If I am suddenly in the mainstream, there is little to say.

Of course, I would still like to point my Ostrich friends (those that still support the Fiasco in the Desert*) to this article by Republican Senator (Nebraska) Chuck Hagel on leaving Iraq honorably (Hagel is a Veteran, unlike much of the Administration). Among my favorite lines is this:
Militaries are built to fight and win wars, not bind together failing nations. We are once again learning a very hard lesson in foreign affairs: America cannot impose a democracy on any nation- regardless of our noble purpose.
We have misunderstood, misread, misplanned and mismanaged our honorable intentions in Iraq with an arrogant self-delusion reminiscent of Vietnam. Honorable intentions are not policies and plans. Iraq belongs to the 25 million Iraqis who live there. They will decide their fate and form of government.
I would also like to point those that still believe that the Rich pay the lion's share of the tax burden while the Poor do not to this from Crunchy Con Rod Dreher, quoting an interview by Ben Stien (noted conservative who believes we need to raise taxes to promote fiscal stability) of Warren Buffett (who believes the rich should have the burden but don't). This is not Liberal bias, but true conservatives that understand the reality of the situation. The Rich get off easy (and Right Wing Radio lies). Also, read the links. They give context to the superiority of this argument.
Read here

*as I have stated before I am in a sticky situation as a Pacifist that did not agree with America fighting this War of Choice. I believe we must stay in Iraq until we have helped them stabilizee. I believe we have a responsibility to help clean up the mess we created.

8 comments:

Anonymous said...

I was very impressed with Senator Hagel's op-ed.

Christian said...

I was wondering if you saw the piece thursday ABC News just ran called "Are Americans Cheap? Or Charitable?"??
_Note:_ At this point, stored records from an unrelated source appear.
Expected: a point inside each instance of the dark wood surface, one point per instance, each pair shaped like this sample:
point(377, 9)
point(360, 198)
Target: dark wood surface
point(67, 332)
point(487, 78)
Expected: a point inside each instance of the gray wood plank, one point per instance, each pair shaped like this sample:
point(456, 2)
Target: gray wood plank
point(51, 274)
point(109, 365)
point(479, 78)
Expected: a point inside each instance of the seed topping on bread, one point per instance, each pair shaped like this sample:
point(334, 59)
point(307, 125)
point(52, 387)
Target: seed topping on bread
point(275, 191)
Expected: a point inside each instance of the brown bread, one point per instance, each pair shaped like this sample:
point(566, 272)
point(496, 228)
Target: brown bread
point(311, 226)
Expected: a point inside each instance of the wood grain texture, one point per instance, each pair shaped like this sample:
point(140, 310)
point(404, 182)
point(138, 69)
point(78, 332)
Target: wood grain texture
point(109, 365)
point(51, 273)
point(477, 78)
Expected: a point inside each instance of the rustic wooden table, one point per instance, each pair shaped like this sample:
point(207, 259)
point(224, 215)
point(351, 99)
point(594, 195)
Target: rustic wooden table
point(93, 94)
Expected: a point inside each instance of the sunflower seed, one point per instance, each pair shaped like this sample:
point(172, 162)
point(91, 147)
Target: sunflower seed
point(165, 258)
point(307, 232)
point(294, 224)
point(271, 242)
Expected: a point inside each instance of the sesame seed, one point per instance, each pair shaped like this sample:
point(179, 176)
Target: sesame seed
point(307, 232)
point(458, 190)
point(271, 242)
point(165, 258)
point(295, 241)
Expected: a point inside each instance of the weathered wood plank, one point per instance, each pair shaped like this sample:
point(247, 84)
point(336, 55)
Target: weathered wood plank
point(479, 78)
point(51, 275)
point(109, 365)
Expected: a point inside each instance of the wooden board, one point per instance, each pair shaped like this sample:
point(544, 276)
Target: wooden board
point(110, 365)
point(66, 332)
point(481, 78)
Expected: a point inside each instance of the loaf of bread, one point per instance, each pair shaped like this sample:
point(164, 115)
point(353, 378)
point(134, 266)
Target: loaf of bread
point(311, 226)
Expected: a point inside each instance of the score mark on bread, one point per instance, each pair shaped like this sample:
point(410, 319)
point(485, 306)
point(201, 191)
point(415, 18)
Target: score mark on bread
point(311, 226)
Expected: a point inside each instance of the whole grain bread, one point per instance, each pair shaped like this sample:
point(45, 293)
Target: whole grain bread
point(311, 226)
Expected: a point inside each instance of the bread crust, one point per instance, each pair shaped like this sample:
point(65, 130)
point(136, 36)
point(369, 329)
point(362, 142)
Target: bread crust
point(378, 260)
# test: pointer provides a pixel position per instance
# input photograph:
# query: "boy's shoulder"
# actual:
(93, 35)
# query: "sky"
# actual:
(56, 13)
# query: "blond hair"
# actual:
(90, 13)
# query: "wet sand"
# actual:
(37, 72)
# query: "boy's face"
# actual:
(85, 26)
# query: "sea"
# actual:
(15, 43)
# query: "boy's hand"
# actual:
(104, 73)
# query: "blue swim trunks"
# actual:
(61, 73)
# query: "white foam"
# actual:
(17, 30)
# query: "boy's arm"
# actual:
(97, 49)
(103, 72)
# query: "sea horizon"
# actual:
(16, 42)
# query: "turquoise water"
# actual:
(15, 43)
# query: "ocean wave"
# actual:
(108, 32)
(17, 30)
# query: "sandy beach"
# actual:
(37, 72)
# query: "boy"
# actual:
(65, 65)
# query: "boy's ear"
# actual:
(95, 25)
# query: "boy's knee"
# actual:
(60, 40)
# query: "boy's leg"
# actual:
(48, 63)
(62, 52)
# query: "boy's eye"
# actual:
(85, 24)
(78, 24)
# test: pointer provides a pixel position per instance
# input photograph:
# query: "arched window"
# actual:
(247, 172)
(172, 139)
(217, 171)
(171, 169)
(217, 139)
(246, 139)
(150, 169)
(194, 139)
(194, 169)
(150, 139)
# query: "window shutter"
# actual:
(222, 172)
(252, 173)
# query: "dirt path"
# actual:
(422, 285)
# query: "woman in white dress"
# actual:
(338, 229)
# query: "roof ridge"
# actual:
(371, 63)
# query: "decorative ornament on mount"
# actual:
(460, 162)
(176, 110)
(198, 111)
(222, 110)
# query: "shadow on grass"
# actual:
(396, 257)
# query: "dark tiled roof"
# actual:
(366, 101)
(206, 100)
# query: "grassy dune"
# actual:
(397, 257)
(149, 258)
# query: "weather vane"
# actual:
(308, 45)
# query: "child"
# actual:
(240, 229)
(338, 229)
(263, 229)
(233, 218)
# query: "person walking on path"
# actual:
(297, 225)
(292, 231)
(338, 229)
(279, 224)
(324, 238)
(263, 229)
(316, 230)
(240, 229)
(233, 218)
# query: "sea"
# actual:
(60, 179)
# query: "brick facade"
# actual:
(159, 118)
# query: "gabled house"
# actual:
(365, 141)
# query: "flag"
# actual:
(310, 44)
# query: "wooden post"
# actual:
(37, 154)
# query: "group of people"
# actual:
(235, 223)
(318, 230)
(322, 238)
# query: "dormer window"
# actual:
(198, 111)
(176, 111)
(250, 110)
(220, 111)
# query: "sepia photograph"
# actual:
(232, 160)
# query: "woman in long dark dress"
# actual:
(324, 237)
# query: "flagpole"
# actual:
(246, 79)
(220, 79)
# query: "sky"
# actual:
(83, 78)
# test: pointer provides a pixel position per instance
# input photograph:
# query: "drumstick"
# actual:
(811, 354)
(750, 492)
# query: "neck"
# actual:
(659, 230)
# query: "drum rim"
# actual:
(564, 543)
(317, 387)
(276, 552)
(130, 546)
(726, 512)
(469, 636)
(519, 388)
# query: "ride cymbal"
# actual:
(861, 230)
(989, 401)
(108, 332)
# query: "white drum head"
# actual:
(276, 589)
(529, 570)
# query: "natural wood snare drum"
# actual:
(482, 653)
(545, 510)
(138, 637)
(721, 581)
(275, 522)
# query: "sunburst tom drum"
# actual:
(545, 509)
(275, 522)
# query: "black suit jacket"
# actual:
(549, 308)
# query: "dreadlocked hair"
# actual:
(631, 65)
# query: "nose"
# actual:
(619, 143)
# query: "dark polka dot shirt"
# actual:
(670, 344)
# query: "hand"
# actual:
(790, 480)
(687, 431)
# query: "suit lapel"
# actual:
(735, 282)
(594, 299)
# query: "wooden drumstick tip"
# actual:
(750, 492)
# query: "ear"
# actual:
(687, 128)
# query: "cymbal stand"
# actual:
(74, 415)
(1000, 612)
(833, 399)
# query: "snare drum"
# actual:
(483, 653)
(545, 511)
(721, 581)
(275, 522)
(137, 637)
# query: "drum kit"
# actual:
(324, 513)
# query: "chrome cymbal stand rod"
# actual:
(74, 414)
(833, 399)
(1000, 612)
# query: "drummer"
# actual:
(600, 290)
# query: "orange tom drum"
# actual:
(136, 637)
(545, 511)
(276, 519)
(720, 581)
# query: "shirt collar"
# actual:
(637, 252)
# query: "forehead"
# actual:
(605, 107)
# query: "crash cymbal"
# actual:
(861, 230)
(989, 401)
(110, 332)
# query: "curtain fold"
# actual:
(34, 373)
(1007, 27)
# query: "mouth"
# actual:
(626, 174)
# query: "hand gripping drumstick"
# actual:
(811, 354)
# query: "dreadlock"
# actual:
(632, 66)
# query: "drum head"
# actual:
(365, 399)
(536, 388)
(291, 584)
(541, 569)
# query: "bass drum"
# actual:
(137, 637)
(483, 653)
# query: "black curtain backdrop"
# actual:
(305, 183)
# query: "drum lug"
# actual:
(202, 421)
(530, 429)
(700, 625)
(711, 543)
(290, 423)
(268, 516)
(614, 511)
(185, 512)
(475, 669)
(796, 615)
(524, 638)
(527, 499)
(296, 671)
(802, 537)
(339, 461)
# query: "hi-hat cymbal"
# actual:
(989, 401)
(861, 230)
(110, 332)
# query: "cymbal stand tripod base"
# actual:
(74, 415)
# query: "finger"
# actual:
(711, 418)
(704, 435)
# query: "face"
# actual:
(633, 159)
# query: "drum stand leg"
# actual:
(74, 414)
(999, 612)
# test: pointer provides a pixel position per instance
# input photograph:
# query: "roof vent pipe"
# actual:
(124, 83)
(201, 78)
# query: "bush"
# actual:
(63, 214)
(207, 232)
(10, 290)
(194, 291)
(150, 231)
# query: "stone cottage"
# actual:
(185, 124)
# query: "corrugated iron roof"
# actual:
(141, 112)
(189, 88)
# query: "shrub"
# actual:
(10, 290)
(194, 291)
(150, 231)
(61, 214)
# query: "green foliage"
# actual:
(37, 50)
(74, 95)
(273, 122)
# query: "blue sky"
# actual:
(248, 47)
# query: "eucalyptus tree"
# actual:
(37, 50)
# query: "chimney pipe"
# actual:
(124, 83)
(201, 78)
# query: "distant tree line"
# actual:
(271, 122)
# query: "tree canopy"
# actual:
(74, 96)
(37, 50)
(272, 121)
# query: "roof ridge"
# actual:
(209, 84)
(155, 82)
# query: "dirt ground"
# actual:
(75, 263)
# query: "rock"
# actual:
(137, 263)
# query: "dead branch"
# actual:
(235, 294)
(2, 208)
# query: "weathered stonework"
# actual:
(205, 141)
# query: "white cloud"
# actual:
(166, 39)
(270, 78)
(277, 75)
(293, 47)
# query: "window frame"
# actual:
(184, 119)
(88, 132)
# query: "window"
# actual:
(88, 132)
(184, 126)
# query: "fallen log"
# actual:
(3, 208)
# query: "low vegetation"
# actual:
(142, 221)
There was extended discussion with Arthur Brooks, a professor of public administration at Syracuse University. Brooks struck me as a very reasonable man. He has just published a book called "Who Really Cares: The Surprising Truth about Compassionate Conservatism."

Some of his findings:

1. Working poor conservatives, on a percentage basis, give more than the average middle class American and far more than those of liberal persuasion (who are more likely to think it's the government's job to redistribute wealth).

2. The most likely indicator of a person's generosity is the degree to which they are religious.

3. No other country comes close to the private giving by Americans on a whole. The fact that most of America's charitable gifts come from volunteers, not government, demonstrates that Americans are different from people in every other country.

"The fact is that Americans give more than the citizens of any other country. … They also volunteer more," Brooks said. "Americans per capita individually give about three and a half times more money per year, than the French per capita. … Seven times more than the Germans and 14 times more than the Italians."

You're unreasonable dislike of John Stossle aside i was wondering if you watched it?!

I think the America could give more percentage wise and should and the Rich should step up more, even though they do pay 80% of the taxes collected on a whole, but where does that stop?
when does responsibility turn into punishment?

Do you really think the democrats are the oversight? sure they will be looking but they are after power too and they have already started breaking promises...this year I stopped voting for republicans and then realized I could not go to the poles at all because as an alternative the democrats made killing ceaser and replacing him with the next corrupt bastard a dilema. Of course my christianity is the stronger motive but that's my american reasons.

Chris Kirk said...

I agree that the election was good news, but I still find myself skeptical that it will mean any real change in the short term. As Christian indicated, Democrats appear to be the lesser evil, but this does not make them any less evil.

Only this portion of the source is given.